Psalm 41 Poor, Me

Questions: How do we obtain the Lord’s blessing? Can we “buy” God’s favor with good works? Will He allow us to get revenge on our enemies? Can we trust in our own integrity? Or are these the wrong questions?

“Read More” to pursue answers in the Psalms.

Lord, make me a Fountain of your Love
Draw me into your holy Presence, that I might know you as my Father
And manifest the image of Christ in this world, and the world to come. Amen.

Psalms 41:1-13

Blessed [is] he that considereth the poor: the LORD will deliver him in time of trouble.

The most intriguing thing about this opening verse — perhaps due to its resonance with the Beatitude — is the term “blessed.” In a sense, David is encouraging us to make spiritual deposits (by helping the poor) that God Himself will repay (with interest!):

The LORD will preserve him, and keep him alive; [and] he shall be blessed upon the earth: and thou wilt not deliver him unto the will of his enemies. The LORD will strengthen him upon the bed of languishing: thou wilt make all his bed in his sickness.

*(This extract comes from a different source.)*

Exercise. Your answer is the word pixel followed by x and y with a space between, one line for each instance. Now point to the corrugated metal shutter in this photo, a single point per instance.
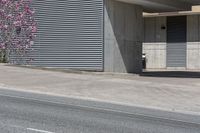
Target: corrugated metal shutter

But what starts out as (seemingly) a dispassionate lecture is quickly revealed to be much more personal:

I said, LORD, be merciful unto me: heal my soul; for I have sinned against thee.

Ouch. David is not just talking in the abstract about the Lord’s deliverance, as I had originally assumed. Rather, he is planting a stake in the ground — in the Rock, rather — to help him cope with a devastating situation. One where he knows he has “done wrong”, and thus can’t ask the Lord to save him due to his own integrity. Worse, his suffering (however deserved) is compounded by the actions of enemies:

Mine enemies speak evil of me, When shall he die, and his name perish? And if he come to see [me], he speaketh vanity: his heart gathereth iniquity to itself; [when] he goeth abroad, he telleth [it].All that hate me whisper together against me: against me do they devise my hurt.An evil disease, [say they], cleaveth fast unto him: and [now] that he lieth he shall rise up no more.

And — even worse — faithless friends:

Yea, mine own familiar friend, in whom I trusted, which did eat of my bread, hath lifted up [his] heel against me.

When things get that bad, where do you turn?

But thou, O LORD, be merciful unto me, and raise me up, that I may requite them. By this I know that thou favourest me, because mine enemy doth not triumph over me.

Now, despite his evident faith, I must confess I find his response a little troubling. First of all, it sounds like David just wants to “get even” — which in fact seems to be the literal meaning of “shalam“, a cousin of “shalom.” Secondly — despite having just confessed his own sinfulness — he now appears to be drawing on his own integrity:

And as for me, thou upholdest me in mine integrity, and settest me before thy face for ever.

What’s up with that?

Well, my first question is simply: how else should he feel? Is he wrong?

As mentioned before, these “self-righteous” Psalms always bother me, perhaps due to my Lutheran “grace-first” tradition. Here, the tension is intensified, since David explicitly refers to his own sinfulness.

Huh. Maybe integrity is a completely different thing than “sin-less-ness.”

If so, then what is it?

Like in English, the Hebrew ‘tom‘ connotes unity, completion, and simplicity. To me, it feels a bit like the earth’s iron core, which is pure and unchanging despite the fractious meanderings of its messy outer surface. And David isn’t so much asserting his integrity as he is rejoicing that God honors it. Even the word “upholding” gives the picture of God lifting David like a weightlifter raises a dumbbell — if the core isn’t solid, it can’t be lifted without falling apart.

Beneath his sinfulness and failure, David is rejoicing that God has ahold of his heart. And thus he’s willing to part with anything outside that solid core.

And if you buy that, then maybe we can see David’s desire for “recompense” as reflecting God’s desire for justice — something that flows out of our solid core as held by God, not out of the fear and anger of the “outer crust.” David isn’t simply trying to “get his own”, but rather to dwell in God’s favor. For ultimate, that is where his trust and joy comes from:

Blessed [be] the LORD God of Israel from everlasting, and to everlasting. Amen, and Amen



God, I confess my own sinfulness, and lack of integrity. I have wounded my own soul in my folly, and I need your healing desperately. Yet Lord, despite all my faults, you know that I long to build my life on you, and you alone. Father, fill me with your integrity, the integrity of Christ, that you may raise me up. Teach me to hunger after your justice, and to seek after your blessed-ness. Make me the kind of man that you delight in rescuing. ‘Cause I need it. I ask all this in the name of Jesus your Son, and my Saviour, Amen.